Carlton Fields

This case arose from an interpleader action in the federal district court in Minnesota. Benchmark Insurance Co. appointed Sunz Insurance Co. to underwrite and issue large-scale deductible workers’ compensation insurance policies. The policies required the insured to post sufficient cash or cash-equivalent collateral to secure the insured’s obligations for claims within the deductible. Benchmark and Sunz entered into a reinsurance contract that required Benchmark to cede to Sunz all premiums and losses on the policies that Sunz issued on Benchmark’s behalf. Sunz thereafter informed Benchmark that Benchmark was holding too much deductible collateral and demanded it be released to Sunz.

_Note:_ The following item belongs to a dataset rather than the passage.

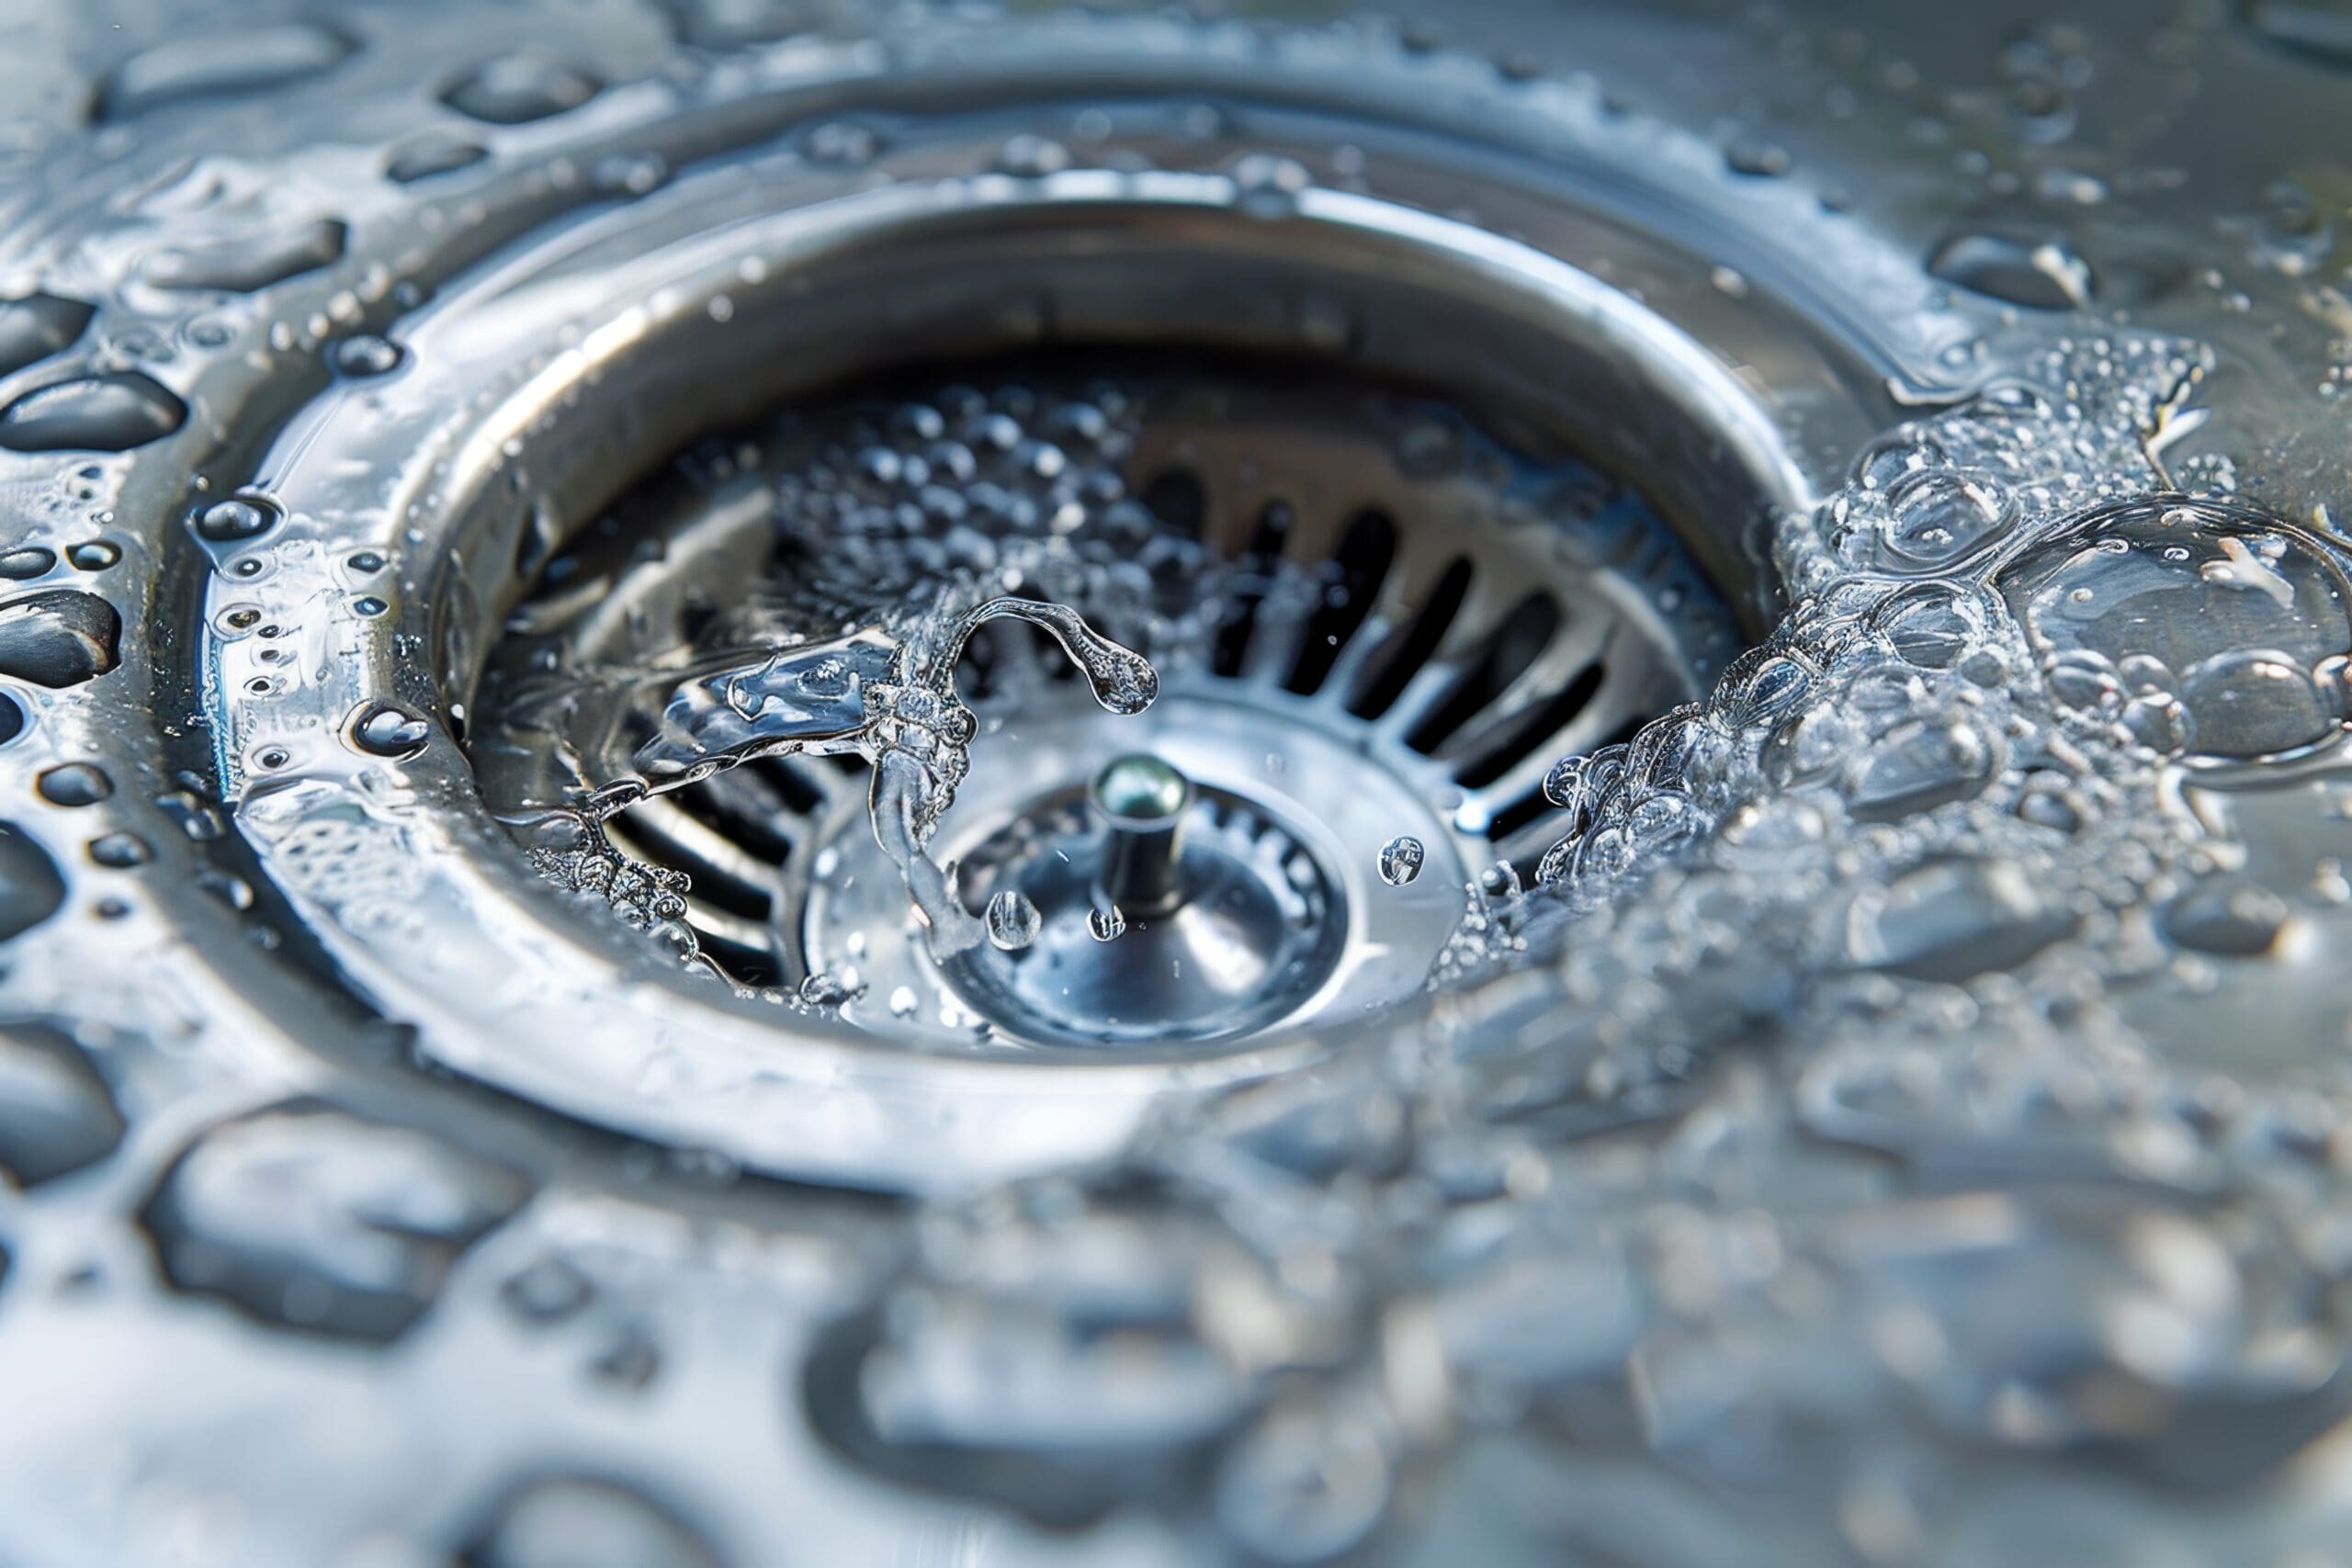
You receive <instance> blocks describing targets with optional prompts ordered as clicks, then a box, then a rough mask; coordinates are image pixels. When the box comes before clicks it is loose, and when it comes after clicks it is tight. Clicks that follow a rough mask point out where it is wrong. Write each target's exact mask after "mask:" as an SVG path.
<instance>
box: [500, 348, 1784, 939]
mask: <svg viewBox="0 0 2352 1568" xmlns="http://www.w3.org/2000/svg"><path fill="white" fill-rule="evenodd" d="M1105 404H1108V407H1112V409H1117V416H1115V418H1108V416H1103V407H1105ZM1073 454H1080V456H1073ZM1087 458H1101V465H1103V473H1101V475H1098V482H1096V489H1094V491H1089V494H1087V498H1084V503H1087V508H1094V512H1108V508H1127V512H1124V529H1127V534H1124V536H1122V545H1120V548H1122V550H1124V557H1122V559H1124V562H1127V564H1131V567H1136V569H1141V571H1145V574H1152V585H1155V588H1152V592H1157V595H1167V597H1174V599H1181V597H1183V595H1190V592H1209V585H1207V583H1192V581H1188V578H1185V576H1183V574H1181V571H1176V569H1174V567H1171V562H1174V564H1176V567H1181V562H1183V548H1188V545H1190V543H1192V541H1204V543H1207V545H1209V550H1211V555H1214V559H1216V562H1218V569H1216V588H1214V592H1218V595H1221V604H1218V614H1214V616H1211V618H1209V621H1207V625H1204V630H1202V632H1200V637H1197V644H1200V646H1157V649H1150V654H1152V656H1155V661H1157V663H1160V665H1162V672H1164V682H1167V684H1169V691H1174V693H1176V696H1178V698H1183V701H1188V703H1190V701H1197V703H1204V705H1209V708H1214V710H1218V712H1235V715H1247V717H1249V724H1256V726H1263V733H1265V736H1270V752H1268V755H1270V757H1275V755H1277V752H1279V736H1282V733H1289V731H1312V733H1317V736H1322V738H1324V741H1331V743H1336V745H1338V748H1341V752H1336V755H1348V757H1352V759H1355V762H1357V766H1362V769H1371V771H1378V773H1381V776H1385V778H1390V780H1395V783H1397V785H1399V788H1402V790H1404V792H1406V795H1409V797H1411V799H1414V802H1416V811H1414V820H1399V823H1392V830H1395V832H1399V835H1428V837H1430V839H1432V842H1444V844H1451V849H1454V856H1451V863H1454V870H1456V875H1463V877H1468V875H1477V872H1479V870H1482V867H1484V865H1489V863H1494V860H1510V863H1515V865H1517V867H1519V872H1522V875H1526V872H1531V870H1534V863H1536V858H1541V853H1543V849H1548V844H1550V842H1552V837H1557V830H1559V827H1562V823H1559V820H1557V813H1555V811H1552V806H1550V802H1545V797H1543V790H1541V785H1543V773H1545V771H1548V764H1550V762H1552V759H1555V757H1557V755H1564V752H1576V750H1592V748H1599V745H1606V743H1611V741H1621V738H1625V736H1630V733H1632V731H1635V729H1637V726H1639V724H1644V722H1646V719H1651V717H1656V715H1658V712H1663V710H1665V708H1670V705H1675V703H1679V701H1686V698H1691V696H1696V693H1698V691H1700V689H1703V686H1705V682H1708V679H1712V675H1715V670H1717V668H1719V665H1722V663H1724V661H1726V658H1729V656H1731V654H1733V651H1736V649H1738V632H1736V623H1733V614H1731V611H1729V609H1726V604H1724V599H1722V595H1719V592H1717V590H1715V585H1712V583H1710V581H1708V578H1705V576H1703V571H1700V569H1698V567H1696V564H1693V559H1691V557H1689V555H1686V552H1684V550H1682V548H1679V543H1677V541H1675V536H1672V534H1670V531H1668V529H1665V524H1663V522H1661V520H1658V515H1656V512H1653V510H1651V508H1649V503H1646V501H1644V498H1642V496H1639V491H1635V489H1632V487H1628V484H1623V482H1618V480H1613V477H1609V475H1606V473H1602V470H1597V468H1592V465H1590V463H1583V461H1578V458H1571V456H1559V454H1548V456H1529V454H1519V451H1510V449H1505V447H1503V444H1501V442H1496V440H1494V437H1491V435H1486V433H1484V430H1482V428H1479V425H1477V423H1472V421H1470V418H1468V416H1465V414H1463V411H1458V409H1456V407H1451V404H1446V402H1442V400H1435V397H1428V395H1421V393H1414V390H1406V388H1388V386H1367V383H1362V381H1357V378H1343V376H1336V374H1331V371H1322V369H1303V367H1294V364H1263V362H1235V360H1183V357H1167V355H1150V357H1141V360H1124V362H1108V360H1103V357H1087V360H1073V357H1065V360H1044V362H1040V360H1025V362H1000V364H983V367H967V369H964V371H962V374H960V376H955V378H946V376H920V374H901V376H891V378H889V381H875V383H866V386H854V388H847V390H842V393H837V395H830V397H823V400H809V402H804V404H797V407H793V409H786V411H783V414H781V416H776V418H774V421H769V423H764V425H760V428H753V430H746V433H741V435H734V437H727V440H703V442H696V447H691V449H689V451H684V454H680V456H677V458H673V461H670V463H668V465H666V468H663V470H661V473H656V475H652V477H649V480H644V482H640V484H637V487H633V489H630V491H628V494H626V496H623V498H621V501H616V503H614V505H612V508H609V510H607V522H604V524H600V527H590V529H588V531H586V536H583V538H586V543H581V545H579V548H574V550H569V552H562V555H557V557H555V559H550V562H548V567H546V571H543V574H541V590H539V592H536V595H534V597H532V599H527V602H524V609H522V611H517V616H515V625H520V628H529V637H524V639H520V642H517V646H515V649H508V656H506V661H503V668H508V670H515V668H522V665H524V663H529V661H541V663H543V661H546V658H550V656H553V658H560V661H564V665H567V668H595V665H600V663H612V661H614V658H621V656H626V654H630V651H637V654H642V651H644V646H642V637H644V632H642V630H630V628H652V625H659V628H668V630H666V635H670V637H675V639H684V642H691V639H696V637H703V635H708V632H710V630H713V628H715V625H724V623H729V618H741V616H743V607H746V604H748V602H755V599H760V597H764V595H776V597H783V595H790V592H795V590H797V588H804V581H802V578H804V576H807V574H811V571H814V569H816V562H811V552H809V548H807V538H809V522H811V517H816V520H818V524H821V520H823V515H826V512H828V508H835V510H840V508H847V505H851V503H858V505H866V503H873V498H875V494H880V491H875V487H877V484H882V480H880V477H877V475H901V477H903V475H906V473H910V470H913V468H915V465H924V470H927V475H929V480H931V482H927V484H924V487H903V484H901V487H898V489H903V491H906V494H908V496H910V498H908V501H901V503H903V505H931V508H936V510H938V517H936V520H931V522H924V524H922V527H920V529H915V541H917V550H915V555H922V550H927V548H931V545H936V548H938V552H955V550H962V552H971V550H981V548H985V538H988V529H985V527H981V524H976V522H974V520H971V517H974V512H976V510H981V505H978V503H983V501H985V503H988V505H990V508H997V522H993V524H990V527H997V529H1004V527H1014V524H1007V522H1004V517H1016V520H1021V517H1025V520H1028V524H1030V527H1042V524H1037V520H1035V517H1028V515H1025V512H1023V510H1021V508H1023V505H1025V503H1028V501H1030V498H1033V496H1028V491H1023V484H1028V487H1030V489H1037V491H1040V494H1047V489H1049V487H1042V484H1040V480H1037V475H1042V473H1058V470H1061V465H1068V463H1073V461H1087ZM861 487H863V489H861ZM990 487H995V489H990ZM884 489H889V487H887V484H884ZM889 494H891V496H896V494H898V491H889ZM858 496H863V501H856V498H858ZM786 536H790V538H795V541H797V543H793V545H790V548H781V550H779V543H776V541H779V538H786ZM823 536H826V534H823V527H816V538H823ZM941 559H946V555H941ZM1171 571H1174V576H1169V574H1171ZM818 576H821V574H818ZM1164 576H1169V581H1160V578H1164ZM583 583H588V585H593V592H583V588H581V585H583ZM1007 588H1009V590H1011V592H1028V595H1040V592H1042V588H1040V585H1035V583H1009V585H1007ZM1080 609H1089V607H1084V604H1080ZM616 628H619V630H616ZM816 630H821V632H833V630H840V628H835V625H826V628H816ZM550 644H553V649H555V651H553V654H550V651H548V649H550ZM494 668H499V665H494ZM1073 672H1075V670H1073V665H1070V663H1068V661H1065V658H1063V656H1061V654H1058V651H1056V649H1054V646H1051V642H1049V639H1047V637H1044V635H1040V632H1035V630H1033V628H1023V625H1009V623H1000V625H990V628H985V630H983V632H981V635H978V637H976V639H974V642H971V649H969V654H967V661H964V663H962V665H960V679H957V689H960V693H962V696H964V701H967V703H971V705H974V708H976V710H978V712H981V715H983V717H985V719H990V722H995V719H997V717H1002V715H1004V712H1018V710H1021V705H1023V703H1073V701H1077V696H1075V693H1073V682H1070V677H1073ZM494 686H496V682H494V684H492V689H494ZM1056 693H1061V696H1056ZM492 705H494V703H492ZM640 719H642V722H644V726H647V729H649V726H652V719H654V715H640ZM981 745H983V748H985V745H988V741H985V738H983V743H981ZM1087 762H1089V759H1070V769H1073V771H1082V769H1084V766H1087ZM1284 790H1291V792H1298V795H1301V799H1305V802H1308V806H1310V809H1312V806H1315V799H1317V797H1319V795H1324V797H1334V799H1336V797H1341V795H1345V792H1348V790H1350V778H1345V776H1331V778H1312V780H1296V778H1294V780H1284ZM863 792H866V776H863V764H858V762H854V759H816V757H783V759H776V757H769V759H760V762H753V764H746V766H739V769H731V771H724V773H717V776H713V778H708V780H701V783H696V785H687V788H684V790H677V792H675V795H666V797H656V799H649V802H642V804H640V806H633V809H630V811H626V813H623V816H621V818H616V820H614V823H612V837H614V844H616V846H619V849H621V851H623V853H628V856H633V858H640V860H647V863H652V865H659V867H668V870H675V872H684V875H687V877H689V879H691V891H689V896H687V924H689V926H691V929H694V933H696V938H699V940H701V945H703V950H706V952H708V954H710V957H713V959H715V961H717V964H720V966H722V969H724V971H727V973H729V976H734V978H736V980H741V983H748V985H793V983H797V980H800V978H802V976H804V973H809V969H811V957H809V952H807V943H809V940H811V938H809V933H807V919H809V914H807V907H809V898H811V884H814V882H816V879H818V877H823V875H826V860H828V858H833V856H840V853H847V851H854V849H858V846H863V844H866V842H870V830H868V825H866V820H863ZM1235 799H1247V790H1244V792H1240V795H1235ZM1016 806H1018V802H995V806H976V804H969V802H967V804H960V806H957V816H964V813H971V811H985V809H997V811H1014V809H1016ZM1305 830H1308V832H1310V835H1322V837H1319V842H1317V846H1315V849H1312V856H1315V858H1317V865H1319V863H1322V860H1327V858H1362V860H1364V865H1371V858H1374V856H1376V849H1378V842H1367V839H1364V835H1367V832H1369V827H1364V830H1352V835H1338V839H1336V842H1334V835H1329V832H1324V823H1308V825H1305ZM1381 837H1383V839H1385V837H1388V835H1381ZM1301 853H1310V851H1301ZM974 882H976V884H978V882H985V877H981V875H974ZM983 893H985V886H967V889H964V896H967V903H974V905H976V903H978V900H981V896H983ZM1367 903H1376V896H1369V893H1357V898H1355V905H1352V907H1348V900H1345V898H1334V919H1341V917H1343V919H1350V922H1357V924H1362V922H1364V919H1367V910H1364V905H1367Z"/></svg>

Benchmark calculated it was holding approximately $20.5 million in excess collateral of a number of its insureds.

On June 3, 2020, the district court ordered Benchmark to deposit those interpleader funds with the court’s registry. Most of the insureds named in the interpleader complaint disclaimed their interest in the funds, and the funds were subsequently withdrawn by Sunz. Certain insureds who did not disclaim their interests filed counterclaims against Benchmark, some of which also filed cross-claims against Sunz for breach of contract, asserting that the program agreements between each cross-claimant and Sunz were superseded by the insurance policies issued by Sunz to the cross-claimants and thus excluded the program agreement from application. The program agreements each required any dispute arising out of the program agreement to be submitted to binding arbitration.

In July 2020, Sunz moved to dismiss the cross-claims, or in the alternative, to compel arbitration. On February 23, 2021, the district court denied Sunz’s motion. Sunz appealed the portion of the February 23 order denying the motion to compel arbitration to the Eighth Circuit and moved before the district court to stay the entire action pending the appeal. Cross-claimants conceded that the matter should be partially stayed but that the district court should allow the parties to litigate whether the cross-claimants were entitled to the interpleaded funds.

In determining whether to grant a stay, the district court conducted a balancing test of the following four factors:

  • Whether the stay applicant has made a showing that it is likely to succeed on the merits;
  • Whether the applicant will be irreparably injured absent a stay;
  • Whether issuance of the stay will substantially injure the other parties interested in the proceeding;
  • Where the public interest lies.

The district court found that the factors weighed in favor of a stay, particularly because allowing the parties to litigate the issue of entitlement to the interpleaded funds risked inconsistent rulings and potential costs that should not be expended while the Eight Circuit resolved the issue of whether such issues will be arbitrated.

Benchmark Insurance Co. v. Sunz Insurance Co., No. 0:20-cv-00908 (D. Minn. May 12, 2021).